We were in your car, but you weren’t driving anywhere. I was in the passenger’s seat listening to you ramble. I’m not sure if I nodded my head in that awkward way from across the street before I opened the door or not this time, that way that made me die of embarrassment the second it happened, that way you so graciously had to call out once I was inside, because dreams tend to start in the middle of things like that, with no clear beginning or end.

You were trying to tell me something without saying anything at all. Elusive as ever. Annoying as always. But instead of speaking in single words, three of four adjectives strung together in a feigned nonchalant manner, or my favorite phrase of yours, “You know…”, you were actually using full sentences. You were trying to tell me how you felt about me.
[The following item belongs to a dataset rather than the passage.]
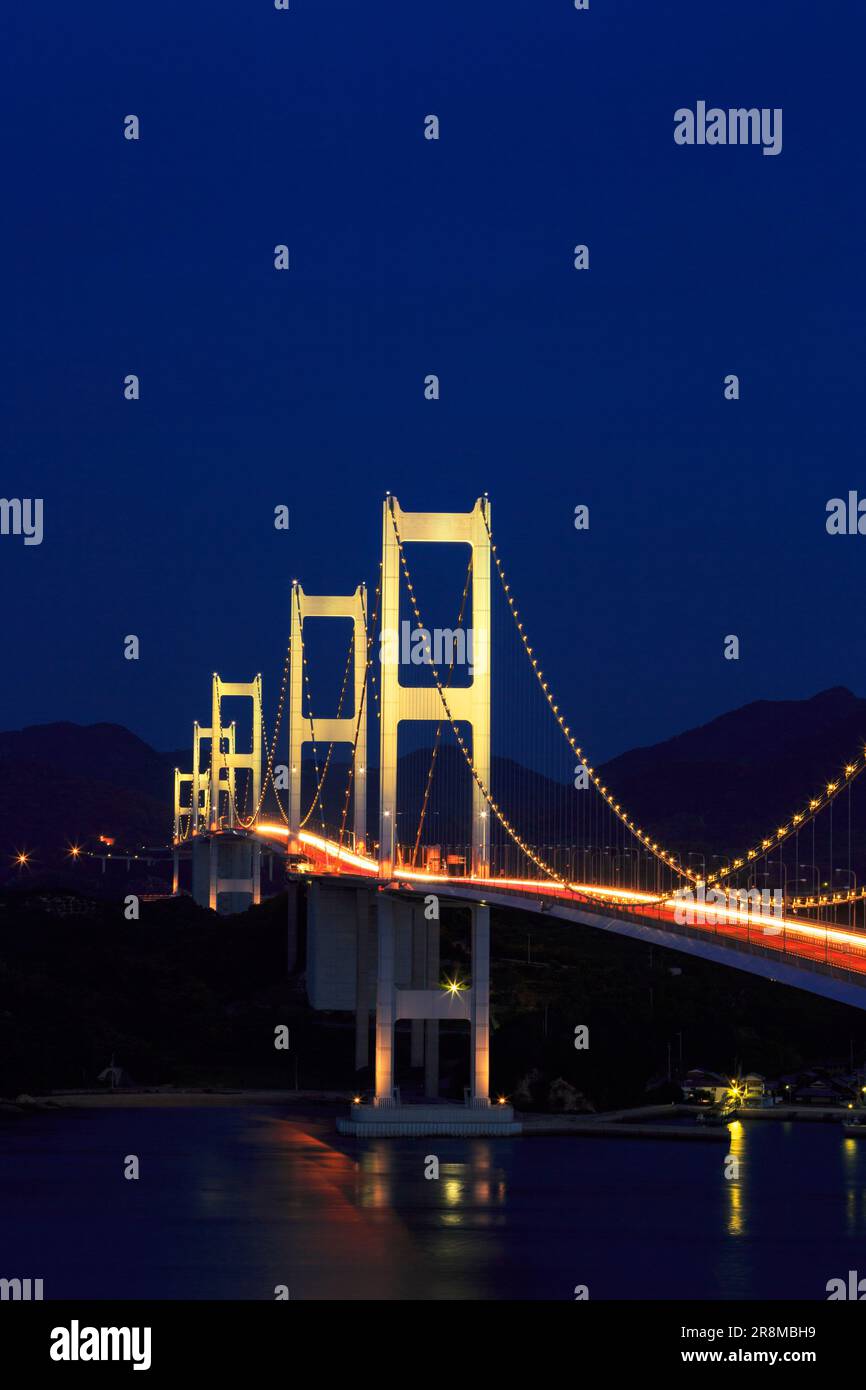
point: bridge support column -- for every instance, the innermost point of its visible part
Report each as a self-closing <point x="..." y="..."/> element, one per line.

And instead of making me pull teeth or coax it out of you, instead of making me spill my guts so you could agree with whatever I said without being the one to say it first, you were actually trying to be honest for once, were actually trying to explain.
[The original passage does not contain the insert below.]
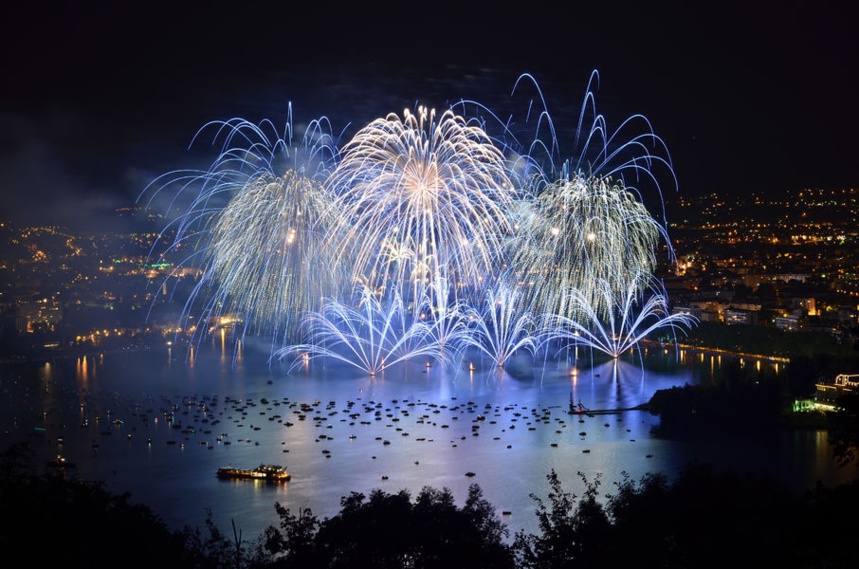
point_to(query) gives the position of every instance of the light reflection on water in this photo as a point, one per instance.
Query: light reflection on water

You were doing that thing, though, where you pretend like you’re not good with words, even though we both know what a joke that is, what a total fib, because I’ve never met anyone who paid more attention to words in my life, quizzing me on the pretty ones, the dirty ones, the funny ones from your favorite songs or movies. I always struggled to answer, but you were able to recall them on command, all those words at your disposal, sitting on the tip of your tongue, waiting to take a trip of a few steps down the palate to tap on the teeth and be spoken. It was always just a question of whether you wanted them to.

Dream-you gave a surprisingly accurate representation, wanting to keep up the ruse, making circles around a monologue that never really arrived at any firm conclusion. That never said anything of importance. Dream-me didn’t hound you or push; I just sat there listening, losing my patience to a building frustration that was also very lifelike. But dream-me was so much bolder and less insecure and frightened than real-me and did the unthinkable, interrupting you to ask the only question that actually mattered:

“Do you love me?”

You looked at me and answered, again, the unthinkable. But in that kind of way that dreams are made up of feelings and ideas more than actual words, something along the lines of, “Do you even have to ask?”, except you didn’t have a chance to finish because I took your face between my hands mid-sentence and kissed you. Not too hard or too soft, the just right kind of way. The kind of way that let you know everything I was feeling, everything I had felt up until then, in a way that movies or songs or words never could.

Except it wasn’t bittersweet anymore. It didn’t hurt or ache the way it used to. It was like something I needed, something I had been withholding from myself and finally let myself have. It was so incredibly…overwhelming. Warm. Dizzy. And ten times more intense than I had ever imagined it would be. So intense it woke me right up.

That morning was so blissfully cruel. It had felt so real. In a way that only someone who had said those words before would know was real. I could still feel it, even after I was awake. Even after I knew it had all been a dream. Even after I remembered that something like that would never happen. Could never happen.

There had been other dreams before that one. Some more abstract. Some lucid. Where I’d go looking for you. Searching for you in crowds, running faster and faster, looking at more and more faces, trying to find yours before I woke up. I could never get to you in time though. Sometimes I wondered if it was because I was forgetting what you looked like. Or maybe it was because even semi-conscious, I was still painfully aware of how impossible it all was. But somehow it never stopped my thoughts from drifting back there. From dreaming of what they wanted most.